Tarrin stood up, got in front of the shorter, stocky man, grabbed him by the upper edge of his breastplate, and hauled him into the air. Tarrin held him at arm's length up and out, letting Faalken's feet dangle well off the floor. Tarrin looked up at him calmly as Faalken's eyes bulged a bit, and he grabbed Tarrin's wrist with both hands reflexively. "And this isn't even much of a strain," Tarrin told him. "I can throw you, if you'd like."

"I get the idea," Faalken said, a bit weakly.

Tarrin set him down on his feet gently, then Faalken grinned at him.

Tarrin gave him a look. "You did that on purpose," he accused.

"Yes," he said. "Dolanna told me about you, about what the change did to you. I wanted to see if you were aware of it yourself. Now then, it's my move."

They played five more games in relative silence, with occasional idle chatter, and Tarrin practicing with his tail, and then with voluntarily moving his ears.
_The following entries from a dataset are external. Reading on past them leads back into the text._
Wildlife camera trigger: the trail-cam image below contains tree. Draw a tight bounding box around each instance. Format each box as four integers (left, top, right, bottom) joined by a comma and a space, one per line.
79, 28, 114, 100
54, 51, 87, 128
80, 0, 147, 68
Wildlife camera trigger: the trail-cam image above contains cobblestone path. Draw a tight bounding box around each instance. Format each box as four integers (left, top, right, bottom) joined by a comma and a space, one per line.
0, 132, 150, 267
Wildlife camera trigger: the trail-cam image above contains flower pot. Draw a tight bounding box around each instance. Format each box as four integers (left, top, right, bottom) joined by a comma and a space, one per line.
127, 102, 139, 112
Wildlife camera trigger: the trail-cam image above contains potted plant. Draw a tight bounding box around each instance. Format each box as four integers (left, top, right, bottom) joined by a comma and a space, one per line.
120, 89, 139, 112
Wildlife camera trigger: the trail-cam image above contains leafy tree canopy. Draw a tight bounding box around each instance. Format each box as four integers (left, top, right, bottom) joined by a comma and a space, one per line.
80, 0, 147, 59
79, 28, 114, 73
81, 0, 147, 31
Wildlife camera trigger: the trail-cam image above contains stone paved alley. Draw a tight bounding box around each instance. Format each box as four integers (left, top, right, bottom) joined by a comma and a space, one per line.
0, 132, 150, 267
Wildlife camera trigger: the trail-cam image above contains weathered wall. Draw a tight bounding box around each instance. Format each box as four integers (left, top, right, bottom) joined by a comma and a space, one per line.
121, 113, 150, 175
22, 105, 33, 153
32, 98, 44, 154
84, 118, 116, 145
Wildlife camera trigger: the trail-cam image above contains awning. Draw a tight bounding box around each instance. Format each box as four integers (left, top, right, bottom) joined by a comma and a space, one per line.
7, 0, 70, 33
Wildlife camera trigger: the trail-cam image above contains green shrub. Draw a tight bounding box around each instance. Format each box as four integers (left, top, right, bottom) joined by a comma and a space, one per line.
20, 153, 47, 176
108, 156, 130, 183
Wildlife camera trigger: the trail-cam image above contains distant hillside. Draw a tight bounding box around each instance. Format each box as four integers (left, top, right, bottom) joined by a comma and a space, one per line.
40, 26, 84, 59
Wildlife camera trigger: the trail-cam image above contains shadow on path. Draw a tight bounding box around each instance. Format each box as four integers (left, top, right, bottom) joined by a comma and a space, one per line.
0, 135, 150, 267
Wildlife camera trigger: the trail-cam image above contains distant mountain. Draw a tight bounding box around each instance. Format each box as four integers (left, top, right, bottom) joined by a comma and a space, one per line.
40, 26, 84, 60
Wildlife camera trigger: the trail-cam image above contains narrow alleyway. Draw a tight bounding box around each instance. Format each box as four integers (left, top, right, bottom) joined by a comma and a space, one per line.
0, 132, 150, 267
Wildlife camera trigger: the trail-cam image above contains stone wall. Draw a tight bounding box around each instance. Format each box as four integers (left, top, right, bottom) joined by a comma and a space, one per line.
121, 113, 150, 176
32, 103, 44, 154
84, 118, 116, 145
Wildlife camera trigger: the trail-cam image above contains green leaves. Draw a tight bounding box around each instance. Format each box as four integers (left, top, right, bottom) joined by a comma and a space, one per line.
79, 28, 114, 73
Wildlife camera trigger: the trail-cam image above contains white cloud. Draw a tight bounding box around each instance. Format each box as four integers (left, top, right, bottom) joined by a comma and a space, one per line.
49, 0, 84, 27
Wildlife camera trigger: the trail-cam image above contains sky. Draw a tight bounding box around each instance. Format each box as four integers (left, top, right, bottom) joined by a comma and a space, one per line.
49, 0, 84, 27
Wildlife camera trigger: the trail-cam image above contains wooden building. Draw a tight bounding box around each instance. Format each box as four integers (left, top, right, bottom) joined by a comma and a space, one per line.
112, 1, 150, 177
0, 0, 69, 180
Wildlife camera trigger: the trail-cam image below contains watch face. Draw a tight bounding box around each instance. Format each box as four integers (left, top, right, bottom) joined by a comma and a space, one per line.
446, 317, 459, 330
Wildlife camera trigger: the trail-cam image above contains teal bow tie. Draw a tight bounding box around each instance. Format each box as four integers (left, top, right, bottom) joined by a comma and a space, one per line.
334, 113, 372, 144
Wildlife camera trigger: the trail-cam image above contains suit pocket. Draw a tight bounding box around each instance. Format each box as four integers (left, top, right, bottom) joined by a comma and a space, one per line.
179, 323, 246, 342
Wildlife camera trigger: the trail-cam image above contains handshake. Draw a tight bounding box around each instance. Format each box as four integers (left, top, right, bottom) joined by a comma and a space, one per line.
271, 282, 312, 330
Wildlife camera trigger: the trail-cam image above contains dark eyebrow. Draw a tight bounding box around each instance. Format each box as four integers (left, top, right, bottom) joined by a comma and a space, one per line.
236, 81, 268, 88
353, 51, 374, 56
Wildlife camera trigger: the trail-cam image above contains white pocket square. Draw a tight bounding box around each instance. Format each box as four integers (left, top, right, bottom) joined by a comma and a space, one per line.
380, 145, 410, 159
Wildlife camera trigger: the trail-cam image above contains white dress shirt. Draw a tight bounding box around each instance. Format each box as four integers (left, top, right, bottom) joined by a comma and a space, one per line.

The ears were easier and harder at the same time; it didn't take him long to figure out how to move them, but they instantly moved towards any sound on their own. They'd often take off on him in the middle of an attempt to move them, when Faalken made a sound. Tarrin couldn't have had anything better. It was a sense of normalcy to him, and the burly knight did everything he could to make Tarrin feel at ease. He never stared, never blinked, never flinched, even when Tarrin accidentally touched him. What Faalken couldn't understand was that the instincts in Tarrin's mind had forced the acceptance of the change onto him, that, despite it only being hours since he'd awoke to discover himself altered, he had already come to accept it as a new part of his life. Not to be pined over and fretted about, but to be learned and overcome. He was still determined to go to the Tower, to go on with his life. This just changed things. He doubted that he could get into the army like this, but he was sure that he could find something to do, something where this would make very little difference. There was so much of his life that was now thrown up in the air. And this afternoon of playing stones made everything seem like it would work itself out.

There was a knock at the door. "Who is it?" Faalken called. Tarrin didn't know who it was either; the faint scent coming under the door wasn't Dolanna, and hers was the only other man-scent he knew.

"It's Arren," came the reply.

"My Duke, come in," Faalken said, a bit nervously.

The door opened, and the middle-aged Duke Arren entered the room. He was dressed in a black doublet and hose, the doublet with silver thread embroidered into the shape of a hawk on the front. His eyes were a bit tired, and he just waved them off when both of them moved to rise in his presence. "There's no need for any of that," he said. "Tarrin, I'd like to apologize-"

"My Lord, there's nothing you could have done," he cut him off. "Nothing you could have done would have stopped her, even if you knew she was coming. There's no blame to be taken. I'm not dead, you know. I'll learn to deal with this."

"I'd have to agree with you," he said, pulling the third chair over to the table and sitting down. "She killed twelve men escaping from the cells. Twelve men, and two of them were the best fighters I had."